Nio mengangguk, hanya dalam gitungan detik Xander sudah tidak berada lagi di dekatnya. Tautan tangan Nio dan Karin sedari tadi tidak terlepas, malah semakin erat.

Karin risih ditatap sedemikiaan rupa, ia rasa penampilannya juga tidak terlalu buruk. "Jangan hiraukan mereka!" ujar Nio.

Ditariknya tubuh Karin agar merapat, tangannya kini sudah berpindah pada pinggang ramping gadis itu.
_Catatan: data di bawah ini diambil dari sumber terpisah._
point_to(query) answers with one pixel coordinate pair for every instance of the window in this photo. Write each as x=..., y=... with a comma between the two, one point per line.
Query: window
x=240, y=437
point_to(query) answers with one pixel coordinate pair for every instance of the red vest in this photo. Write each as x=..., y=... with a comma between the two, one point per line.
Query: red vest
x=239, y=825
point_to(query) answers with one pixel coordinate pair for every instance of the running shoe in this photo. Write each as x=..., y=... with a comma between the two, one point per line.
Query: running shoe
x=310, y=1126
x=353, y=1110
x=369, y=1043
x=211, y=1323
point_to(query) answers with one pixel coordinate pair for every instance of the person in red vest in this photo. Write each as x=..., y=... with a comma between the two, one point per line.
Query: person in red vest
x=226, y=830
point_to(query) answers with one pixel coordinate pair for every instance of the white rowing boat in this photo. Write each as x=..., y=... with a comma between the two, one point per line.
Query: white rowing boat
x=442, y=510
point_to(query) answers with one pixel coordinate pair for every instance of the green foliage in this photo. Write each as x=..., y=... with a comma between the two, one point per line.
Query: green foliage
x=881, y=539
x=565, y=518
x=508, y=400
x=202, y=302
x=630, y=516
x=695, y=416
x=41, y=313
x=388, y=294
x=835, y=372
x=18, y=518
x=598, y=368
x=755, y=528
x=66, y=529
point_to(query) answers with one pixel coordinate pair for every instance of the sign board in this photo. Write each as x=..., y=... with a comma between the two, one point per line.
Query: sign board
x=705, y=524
Nio langsung melesat, rasanya tak sabar sekali untuk menemui mommy-nya.

Pintu gerbang yang menjulang tinggi itu terbuka lebar ketika Nio menijakkan kakinya, semua warior atau maid yang dijumpainya langsung menunduk hormat. Ada pula yang menatap ke arah Karin, tentunya mereka memiliki asumsi masing-masing.

"Di mana mommy?" tanya Nio pada Liam.

"Aula."

"Adikku?"

"Di sana juga."

Nio kembali melesat ke arah aula dengan Karin yang masih menempel kepadanya, di belakang mereka ada Liam yang mengikuti. "Mommy," panggil Nio.

Di singgasana mewah itu, ada Bella yang duduk di kursinya dan Jeslyn yang juga duduk di kursinya. "Ah, Nio. Bagaimana?" tanya Bella.

"Lancar, sangat lancar."

"Mana bunga pesananku?" Jeslyn menadahkan tangannya, meminta bunga rosell.

"Mau dibuat apa?"

"Ditanam di belakang," jawab Jeslyn.

"Dia tidak bisa hidup di sana, kecuali kau menanamnya di api abadi," celetuk Karin yang sedari tadi hanya diam.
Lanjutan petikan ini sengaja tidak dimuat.